Why These Chinese Tech Stocks Got Crushed Today

What happened

On another tough day for stocks across the spectrum, some of China’s top tech companies had it even worse. Shares of iQiyi (NASDAQ:IQ) were down more than 12% in afternoon trading and closed down 8%; Bilibili (NASDAQ:BILI) shares fell 13.7%, while Sohu.com (NASDAQ:SOHU) shares dropped 17.6%.

So what

Today’s sell-off for these tech stocks was largely a product of a broader market rout. The S&P 500 lost 5% today, while the NASDAQ Composite fell 4.7% as investors became more worried that the global coronavirus pandemic would have a bigger and longer impact on the global economy than had been expected.

Asian woman using a smartphone

Image source: Getty Images.

Today’s sell-off wasn’t just about stocks, either. Crude oil futures suffered one of their worst days in history, falling by double digits and sending crude prices to their lowest levels in nearly two decades. Bonds — even U.S. Treasury notes, generally regarded as the epitome of safety — were driven by sellers as investors raced for the exits to bolster their cash positions.

Now what

Even a solid quarter by Bilibili wasn’t enough to stop the rout. The Chinese online entertainment platform reported fourth-quarter results after market close on March 27, with revenue up 74%, active users up 40%, and monthly paying users up by 100%.
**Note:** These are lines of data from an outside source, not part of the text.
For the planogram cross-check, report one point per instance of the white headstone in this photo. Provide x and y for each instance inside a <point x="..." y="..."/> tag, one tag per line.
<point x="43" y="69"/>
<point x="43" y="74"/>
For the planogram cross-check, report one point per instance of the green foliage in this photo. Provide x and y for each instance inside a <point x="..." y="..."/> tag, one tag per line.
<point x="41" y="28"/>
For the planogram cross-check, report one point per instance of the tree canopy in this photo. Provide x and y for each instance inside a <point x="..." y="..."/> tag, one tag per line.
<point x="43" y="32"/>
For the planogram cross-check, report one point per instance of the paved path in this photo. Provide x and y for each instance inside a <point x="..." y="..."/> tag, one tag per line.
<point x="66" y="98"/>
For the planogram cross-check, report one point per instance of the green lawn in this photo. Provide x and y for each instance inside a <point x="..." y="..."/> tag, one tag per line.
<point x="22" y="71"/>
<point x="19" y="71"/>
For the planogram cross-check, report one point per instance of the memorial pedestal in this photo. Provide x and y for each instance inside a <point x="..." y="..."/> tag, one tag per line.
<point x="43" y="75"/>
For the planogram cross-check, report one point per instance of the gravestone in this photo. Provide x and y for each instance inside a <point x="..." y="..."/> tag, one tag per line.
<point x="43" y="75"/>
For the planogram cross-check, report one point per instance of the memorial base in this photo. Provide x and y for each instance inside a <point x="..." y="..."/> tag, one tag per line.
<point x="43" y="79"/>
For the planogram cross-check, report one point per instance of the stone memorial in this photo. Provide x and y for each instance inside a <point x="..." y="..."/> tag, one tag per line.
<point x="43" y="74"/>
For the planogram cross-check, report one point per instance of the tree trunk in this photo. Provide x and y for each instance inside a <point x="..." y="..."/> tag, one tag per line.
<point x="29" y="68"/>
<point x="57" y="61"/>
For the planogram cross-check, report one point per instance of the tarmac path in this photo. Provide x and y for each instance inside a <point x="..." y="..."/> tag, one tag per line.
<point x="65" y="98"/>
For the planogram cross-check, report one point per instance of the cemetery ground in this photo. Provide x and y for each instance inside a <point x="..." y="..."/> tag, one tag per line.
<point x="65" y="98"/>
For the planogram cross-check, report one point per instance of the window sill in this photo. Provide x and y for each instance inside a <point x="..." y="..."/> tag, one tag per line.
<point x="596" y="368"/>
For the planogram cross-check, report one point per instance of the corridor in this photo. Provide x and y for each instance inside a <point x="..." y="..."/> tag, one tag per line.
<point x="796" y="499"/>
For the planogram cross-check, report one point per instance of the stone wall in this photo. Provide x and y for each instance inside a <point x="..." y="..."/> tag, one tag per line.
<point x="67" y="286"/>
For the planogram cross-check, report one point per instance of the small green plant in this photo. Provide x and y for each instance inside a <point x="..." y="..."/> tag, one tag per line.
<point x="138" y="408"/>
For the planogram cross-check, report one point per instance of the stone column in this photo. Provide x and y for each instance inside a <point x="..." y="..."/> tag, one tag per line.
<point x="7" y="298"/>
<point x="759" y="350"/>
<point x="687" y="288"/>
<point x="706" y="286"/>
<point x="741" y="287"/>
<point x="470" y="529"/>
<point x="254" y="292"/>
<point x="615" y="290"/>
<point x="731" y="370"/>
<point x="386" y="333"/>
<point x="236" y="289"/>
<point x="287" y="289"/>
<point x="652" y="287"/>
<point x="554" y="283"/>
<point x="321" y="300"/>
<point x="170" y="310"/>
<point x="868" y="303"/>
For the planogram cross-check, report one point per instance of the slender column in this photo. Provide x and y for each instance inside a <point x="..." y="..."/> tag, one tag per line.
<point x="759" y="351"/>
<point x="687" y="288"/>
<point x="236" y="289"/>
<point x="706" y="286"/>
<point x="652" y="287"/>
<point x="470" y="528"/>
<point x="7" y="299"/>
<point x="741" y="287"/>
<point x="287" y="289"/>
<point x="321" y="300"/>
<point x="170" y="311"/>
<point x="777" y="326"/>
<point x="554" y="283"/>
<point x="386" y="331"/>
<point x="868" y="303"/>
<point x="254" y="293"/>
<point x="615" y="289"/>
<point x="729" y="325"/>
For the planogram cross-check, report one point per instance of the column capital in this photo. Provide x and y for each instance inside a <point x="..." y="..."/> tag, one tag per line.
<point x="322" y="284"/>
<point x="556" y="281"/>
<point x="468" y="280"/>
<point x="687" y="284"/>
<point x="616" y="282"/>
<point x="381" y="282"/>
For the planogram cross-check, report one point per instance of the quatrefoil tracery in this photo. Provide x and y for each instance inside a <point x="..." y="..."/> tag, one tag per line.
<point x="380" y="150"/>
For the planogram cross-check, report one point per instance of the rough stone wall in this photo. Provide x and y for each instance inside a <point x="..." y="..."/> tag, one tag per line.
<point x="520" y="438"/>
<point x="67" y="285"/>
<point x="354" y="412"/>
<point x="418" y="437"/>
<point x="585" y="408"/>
At this stage of the market, everything is up in the air and uncertainty is driving the bus. And to a large degree this makes sense; we simply don’t know how severe the health or economic impacts of COVID-19 will be, and investors are clearly expecting things to get worse. That’s likely to prove the case; unemployment is expected to skyrocket as thousands of businesses close, putting millions of people out of work or severely reducing the hours they can work.

What about the impact on these three companies? The irony is, they are all internet-based companies, offering the kinds of things people will likely be utilizing more of if they can’t go out in public: gaming, streaming, and online search.

The coming months — and possibly beyond — will continue to be volatile and painful. But this is when investors must use history to help guide their actions, and history makes it abundantly clear that now is the time to start buying.

Yes, it’s possible that buying at today’s prices could look bad in a month or two, or even six, as things play out. But when you fast-forward a year or a decade, it’s the people who bought during the 2020 coronavirus crash who will come out ahead.